In [None]:
import torch
from torch import nn
from torch.utils.data import DataLoader, Dataset
from torchvision.transforms import ToTensor, Lambda
from dataclasses import dataclass

In [None]:
import path_helper
import numpy as np
import pandas as pd
from battery_plot import *

In [None]:
# Get cpu or gpu device for training.
device = torch.device("mps")
print(f"Using {device} device")

# TOC

* [Data Loading](#dload)

* [Models](#model)

In [None]:
@dataclass
class G:
    split_time = None #for now, might be useless
    sequence_length = 5
    num_features = 3 # delta_t, current, voltage
    window_size = 300
    batch_size = 64
    epochs = 2

# Data Loader <a id="dload"></a>

In [None]:
file = pd.read_csv("/Users/attar/Desktop/Python/coop/ocv/JMFM_17_SOC_OCV_94plus5_Test_220624_soc.csv")

In [None]:
data_plot(data = [file],
          title="OCV v SOC",
          x = ["test time (sec)"],
          y = ["soc"],
          markers = "lines"
         )

In [None]:
mask = file["test time (sec)"].diff()
mask.iloc[0],mask.iloc[-1] = 1.0,1.0
file["delta t"] = mask

In [None]:
train = file[["delta t","current","voltage","soc" ]].loc[:111498]

test = file[["delta t","current","voltage","soc" ]].loc[111499:]

In [None]:
# np.array_split(train,len(train)//6) not applicable here

In [None]:
class BatterySet(Dataset):
    def __init__(self, dataframe):
        
        x, y = self.rolling(dataframe, G.window_size)
    
        self.logits = torch.from_numpy(x).to(device)
        self.labels = torch.from_numpy(y).to(device)
        
    def __len__(self):
        return len(self.labels)
    
    def __getitem__(self, idx):
        return (self.logits[idx], self.labels[idx])
    
    def rolling(self, df, window_size):
        '''implements rolling window sectioning'''

        df_x = [window.values
                for window
                in df[["delta t","current","voltage"]]
                    .rolling(window = window_size,
                            min_periods=window_size-2,
                            method = "table"
                            )][window_size:]

        df_y = [window.values
                for window
                in df["soc"]
                    .rolling(window = window_size,
                            min_periods=window_size-2,
                            method = "single"
                            )][window_size:]

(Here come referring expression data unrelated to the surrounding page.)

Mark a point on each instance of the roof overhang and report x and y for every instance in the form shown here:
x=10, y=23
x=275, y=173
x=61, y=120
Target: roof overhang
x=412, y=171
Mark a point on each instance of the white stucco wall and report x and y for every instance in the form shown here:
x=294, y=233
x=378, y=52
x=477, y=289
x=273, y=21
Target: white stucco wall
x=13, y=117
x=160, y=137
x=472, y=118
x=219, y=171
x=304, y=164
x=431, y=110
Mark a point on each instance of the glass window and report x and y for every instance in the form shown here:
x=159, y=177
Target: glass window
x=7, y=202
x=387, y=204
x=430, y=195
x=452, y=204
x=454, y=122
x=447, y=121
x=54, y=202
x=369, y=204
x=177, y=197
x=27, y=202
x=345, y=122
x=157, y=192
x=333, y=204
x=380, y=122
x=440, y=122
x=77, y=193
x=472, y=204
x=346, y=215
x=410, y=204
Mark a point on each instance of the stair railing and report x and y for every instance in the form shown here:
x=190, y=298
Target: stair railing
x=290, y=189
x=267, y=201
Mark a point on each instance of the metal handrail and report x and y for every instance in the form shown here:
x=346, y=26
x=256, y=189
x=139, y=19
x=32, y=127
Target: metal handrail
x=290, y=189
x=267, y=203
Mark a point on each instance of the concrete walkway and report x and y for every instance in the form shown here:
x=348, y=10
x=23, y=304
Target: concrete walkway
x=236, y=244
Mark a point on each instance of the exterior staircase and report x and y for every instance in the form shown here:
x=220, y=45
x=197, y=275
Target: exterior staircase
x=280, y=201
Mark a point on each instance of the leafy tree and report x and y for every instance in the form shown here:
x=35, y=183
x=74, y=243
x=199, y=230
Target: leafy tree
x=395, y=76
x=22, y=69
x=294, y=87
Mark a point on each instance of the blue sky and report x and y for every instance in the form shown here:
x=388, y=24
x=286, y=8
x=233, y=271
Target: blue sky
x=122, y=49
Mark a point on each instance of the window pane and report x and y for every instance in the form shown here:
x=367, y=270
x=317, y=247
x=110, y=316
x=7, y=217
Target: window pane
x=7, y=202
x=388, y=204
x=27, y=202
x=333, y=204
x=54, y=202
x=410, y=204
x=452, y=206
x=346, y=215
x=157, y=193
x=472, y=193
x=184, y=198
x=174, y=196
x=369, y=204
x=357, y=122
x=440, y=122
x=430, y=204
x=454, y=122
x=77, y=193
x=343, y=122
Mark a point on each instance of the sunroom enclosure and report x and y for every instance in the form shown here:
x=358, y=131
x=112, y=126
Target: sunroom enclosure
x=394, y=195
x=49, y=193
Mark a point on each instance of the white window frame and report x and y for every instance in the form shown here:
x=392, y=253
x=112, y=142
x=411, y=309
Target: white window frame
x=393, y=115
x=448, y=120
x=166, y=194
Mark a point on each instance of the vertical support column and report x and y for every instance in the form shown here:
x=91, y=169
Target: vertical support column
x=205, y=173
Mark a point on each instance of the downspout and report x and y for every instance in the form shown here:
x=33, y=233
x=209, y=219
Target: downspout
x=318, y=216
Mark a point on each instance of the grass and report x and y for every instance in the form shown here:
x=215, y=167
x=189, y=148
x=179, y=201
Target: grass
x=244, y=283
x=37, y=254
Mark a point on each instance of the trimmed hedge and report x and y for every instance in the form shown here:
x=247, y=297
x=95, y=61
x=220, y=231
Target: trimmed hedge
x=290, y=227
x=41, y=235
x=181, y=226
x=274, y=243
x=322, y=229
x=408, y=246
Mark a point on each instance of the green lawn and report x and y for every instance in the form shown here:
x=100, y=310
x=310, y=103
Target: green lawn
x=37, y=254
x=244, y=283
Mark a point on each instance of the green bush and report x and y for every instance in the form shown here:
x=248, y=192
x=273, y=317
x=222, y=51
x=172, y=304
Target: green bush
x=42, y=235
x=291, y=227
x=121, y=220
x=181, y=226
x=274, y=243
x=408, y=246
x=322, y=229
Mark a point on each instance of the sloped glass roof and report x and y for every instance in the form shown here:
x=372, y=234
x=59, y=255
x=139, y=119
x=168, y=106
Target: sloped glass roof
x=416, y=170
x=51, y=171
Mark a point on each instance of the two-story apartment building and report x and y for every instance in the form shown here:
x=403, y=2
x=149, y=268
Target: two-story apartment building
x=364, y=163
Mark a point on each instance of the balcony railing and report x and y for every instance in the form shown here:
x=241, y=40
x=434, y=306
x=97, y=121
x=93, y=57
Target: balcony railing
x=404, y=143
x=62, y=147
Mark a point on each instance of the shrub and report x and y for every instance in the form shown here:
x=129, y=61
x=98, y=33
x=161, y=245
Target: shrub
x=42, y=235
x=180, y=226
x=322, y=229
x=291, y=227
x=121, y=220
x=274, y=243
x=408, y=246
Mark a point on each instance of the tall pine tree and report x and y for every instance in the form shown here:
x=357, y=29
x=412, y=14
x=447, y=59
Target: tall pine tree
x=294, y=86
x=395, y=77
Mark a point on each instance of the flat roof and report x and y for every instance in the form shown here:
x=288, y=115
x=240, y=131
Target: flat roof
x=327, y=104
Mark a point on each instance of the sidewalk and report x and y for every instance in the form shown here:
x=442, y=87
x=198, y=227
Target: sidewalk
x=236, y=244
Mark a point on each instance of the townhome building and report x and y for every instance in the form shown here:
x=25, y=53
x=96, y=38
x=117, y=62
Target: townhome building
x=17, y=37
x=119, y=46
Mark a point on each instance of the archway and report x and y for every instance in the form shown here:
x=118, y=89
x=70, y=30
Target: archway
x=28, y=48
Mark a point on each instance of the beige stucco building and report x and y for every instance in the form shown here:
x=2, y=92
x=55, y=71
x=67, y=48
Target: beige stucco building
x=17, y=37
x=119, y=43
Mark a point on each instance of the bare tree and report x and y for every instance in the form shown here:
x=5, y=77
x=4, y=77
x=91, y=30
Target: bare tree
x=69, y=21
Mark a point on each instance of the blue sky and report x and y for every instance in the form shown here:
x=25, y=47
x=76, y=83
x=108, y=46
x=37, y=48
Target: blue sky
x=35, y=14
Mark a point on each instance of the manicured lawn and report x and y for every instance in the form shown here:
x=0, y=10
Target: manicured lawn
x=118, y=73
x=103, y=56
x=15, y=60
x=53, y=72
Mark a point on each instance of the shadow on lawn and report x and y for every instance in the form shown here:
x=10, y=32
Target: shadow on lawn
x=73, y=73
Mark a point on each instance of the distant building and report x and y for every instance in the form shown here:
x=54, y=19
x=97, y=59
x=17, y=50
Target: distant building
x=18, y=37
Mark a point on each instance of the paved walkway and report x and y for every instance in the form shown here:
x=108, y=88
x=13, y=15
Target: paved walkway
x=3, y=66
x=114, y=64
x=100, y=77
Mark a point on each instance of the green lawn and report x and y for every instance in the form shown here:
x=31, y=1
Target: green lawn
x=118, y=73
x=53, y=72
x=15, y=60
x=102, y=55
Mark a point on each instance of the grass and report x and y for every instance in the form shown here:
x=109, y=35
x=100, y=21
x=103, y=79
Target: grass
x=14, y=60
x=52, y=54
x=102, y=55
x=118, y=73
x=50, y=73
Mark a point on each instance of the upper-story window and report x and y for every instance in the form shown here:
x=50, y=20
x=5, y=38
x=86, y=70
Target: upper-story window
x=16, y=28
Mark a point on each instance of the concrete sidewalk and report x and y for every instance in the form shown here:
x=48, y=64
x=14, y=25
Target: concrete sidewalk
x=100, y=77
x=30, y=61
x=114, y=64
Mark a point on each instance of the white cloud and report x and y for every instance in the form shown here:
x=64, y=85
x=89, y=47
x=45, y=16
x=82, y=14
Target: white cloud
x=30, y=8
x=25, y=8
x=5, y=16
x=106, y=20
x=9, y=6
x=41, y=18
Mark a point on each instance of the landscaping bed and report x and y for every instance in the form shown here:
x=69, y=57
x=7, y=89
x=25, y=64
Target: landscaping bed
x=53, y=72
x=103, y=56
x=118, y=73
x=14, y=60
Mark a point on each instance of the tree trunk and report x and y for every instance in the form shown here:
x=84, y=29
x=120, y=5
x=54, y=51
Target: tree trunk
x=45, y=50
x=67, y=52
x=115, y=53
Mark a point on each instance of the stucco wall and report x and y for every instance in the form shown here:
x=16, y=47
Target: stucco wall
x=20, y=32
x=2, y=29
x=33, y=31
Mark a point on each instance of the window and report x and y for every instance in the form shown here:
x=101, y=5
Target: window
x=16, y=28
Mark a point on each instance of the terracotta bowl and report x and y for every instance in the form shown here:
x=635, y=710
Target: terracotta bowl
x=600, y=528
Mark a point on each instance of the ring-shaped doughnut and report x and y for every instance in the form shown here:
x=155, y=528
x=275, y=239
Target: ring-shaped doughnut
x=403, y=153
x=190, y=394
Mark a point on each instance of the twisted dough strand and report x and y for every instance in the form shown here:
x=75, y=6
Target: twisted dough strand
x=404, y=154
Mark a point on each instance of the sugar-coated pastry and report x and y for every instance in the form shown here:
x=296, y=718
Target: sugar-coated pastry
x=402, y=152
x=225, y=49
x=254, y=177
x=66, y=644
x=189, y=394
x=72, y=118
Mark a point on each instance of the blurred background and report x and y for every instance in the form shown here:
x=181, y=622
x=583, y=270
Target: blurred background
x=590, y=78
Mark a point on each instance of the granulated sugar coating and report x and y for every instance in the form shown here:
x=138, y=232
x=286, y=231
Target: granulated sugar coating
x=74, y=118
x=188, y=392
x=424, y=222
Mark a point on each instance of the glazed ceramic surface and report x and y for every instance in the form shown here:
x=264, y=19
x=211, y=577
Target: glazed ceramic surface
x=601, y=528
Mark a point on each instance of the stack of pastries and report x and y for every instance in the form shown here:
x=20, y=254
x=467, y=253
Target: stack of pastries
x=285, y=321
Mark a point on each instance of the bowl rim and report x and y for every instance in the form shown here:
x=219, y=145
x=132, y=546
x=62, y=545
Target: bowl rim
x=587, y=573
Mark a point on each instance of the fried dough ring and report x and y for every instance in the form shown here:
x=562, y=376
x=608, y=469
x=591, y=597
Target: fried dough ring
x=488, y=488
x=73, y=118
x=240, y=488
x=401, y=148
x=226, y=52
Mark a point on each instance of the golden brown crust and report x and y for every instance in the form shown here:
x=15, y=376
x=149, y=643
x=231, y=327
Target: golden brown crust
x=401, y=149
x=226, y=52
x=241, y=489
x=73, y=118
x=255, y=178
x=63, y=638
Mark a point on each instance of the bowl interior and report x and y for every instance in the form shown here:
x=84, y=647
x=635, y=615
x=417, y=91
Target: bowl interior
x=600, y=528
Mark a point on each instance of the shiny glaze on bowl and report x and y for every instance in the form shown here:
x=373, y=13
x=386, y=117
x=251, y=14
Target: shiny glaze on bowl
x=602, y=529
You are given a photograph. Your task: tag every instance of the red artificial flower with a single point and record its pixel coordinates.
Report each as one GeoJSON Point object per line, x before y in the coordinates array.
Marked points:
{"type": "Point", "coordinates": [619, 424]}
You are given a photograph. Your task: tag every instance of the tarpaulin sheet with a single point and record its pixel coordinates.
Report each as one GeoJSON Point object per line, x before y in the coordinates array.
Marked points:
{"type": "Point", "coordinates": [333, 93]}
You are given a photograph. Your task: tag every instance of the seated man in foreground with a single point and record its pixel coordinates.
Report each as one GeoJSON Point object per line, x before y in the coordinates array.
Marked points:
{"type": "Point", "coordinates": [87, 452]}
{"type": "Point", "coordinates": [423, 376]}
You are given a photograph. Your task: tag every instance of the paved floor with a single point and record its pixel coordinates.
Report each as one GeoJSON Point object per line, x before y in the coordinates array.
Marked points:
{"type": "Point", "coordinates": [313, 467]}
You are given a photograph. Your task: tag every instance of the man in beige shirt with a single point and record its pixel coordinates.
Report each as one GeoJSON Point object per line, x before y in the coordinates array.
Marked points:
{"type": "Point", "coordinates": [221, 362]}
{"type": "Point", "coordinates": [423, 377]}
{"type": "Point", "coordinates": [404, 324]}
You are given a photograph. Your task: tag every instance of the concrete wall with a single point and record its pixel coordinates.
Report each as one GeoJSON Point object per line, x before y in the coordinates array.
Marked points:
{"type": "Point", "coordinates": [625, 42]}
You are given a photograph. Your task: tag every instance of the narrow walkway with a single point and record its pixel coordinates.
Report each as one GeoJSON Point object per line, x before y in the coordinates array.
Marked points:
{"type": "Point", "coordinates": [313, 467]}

        return np.array(df_x, dtype="float32"), np.array(df_y, dtype="float32")


In [None]:
train_dataloader = BatterySet(train)
test_dataloader = BatterySet(test)

In [None]:
train_dataloader = DataLoader(train_dataloader, batch_size=64, shuffle=True)
test_dataloader = DataLoader(test_dataloader, batch_size=64)

In [None]:
test_dataloader.dataset?

In [None]:
for X,y in train_dataloader.dataset:
    print(f"Shape of X [N, C, H, W]: {X.shape}")
    print(f"Shape of y: {y.shape} {y.dtype}")
    break

In [None]:
for batch, (x,y) in enumerate(test_dataloader.dataset):
    print(batch,x,y)
    break

# Creating Models <a id="model"></a>

In [None]:
nn.LSTM?

In [None]:
nn.BatchNorm1d?

In [None]:
# # Get cpu or gpu device for training.
# device = torch.device("mps")
# print(f"Using {device} device")

# Define model
class LSTMNetwork(nn.Module):
    
    def __init__(self):
        super(LSTMNetwork, self).__init__()
        
        self.flatten = nn.Flatten()
        self.lstm1 = nn.LSTM(G.num_features, G.batch_size, 1, batch_first = True)
        self.linear_relu_stack = nn.Sequential(
            nn.Linear(G.batch_size, G.batch_size // 4),
            nn.ReLU(),
            nn.Linear(G.batch_size // 4, 1)
            )
#         self.batch_norm = nn.BatchNorm1d(64)
        
#     def l2_normalize(self, x, dim = 1):
#         "apparently weight decay in the optimize functions does l2 regularization"
#         return nn.functional.normalize(x, p = 2.0 , dim = dim)
    
    def forward(self, x):
#         x = self.flatten(x)
        x_out, x_states = self.lstm1(x)
#         x_out = self.batch_norm(x_out)
        logits = self.linear_relu_stack(x_out)
        return logits

model = LSTMNetwork().to(device)
print(model)

In [None]:
def train_loop(dataloader, model, loss_fn, optimizer):
    size = len(dataloader.dataset)

    for batch, (x,y) in enumerate(dataloader.dataset):
        #forward
        predict = model(x)
        loss = loss_fn(predict.reshape(y.shape), y)
        
        #backward
        optimizer.zero_grad() #resets the gradient graph, a pytorch shortcoming that is required
        loss.backward()
        optimizer.step()
        scheduler.step()
        
        if batch % 10 == 0:
            loss, current = loss.item(), batch * len(x)
            print(f"loss: {loss:>7f}  [{current:5d}/{size:5d}]")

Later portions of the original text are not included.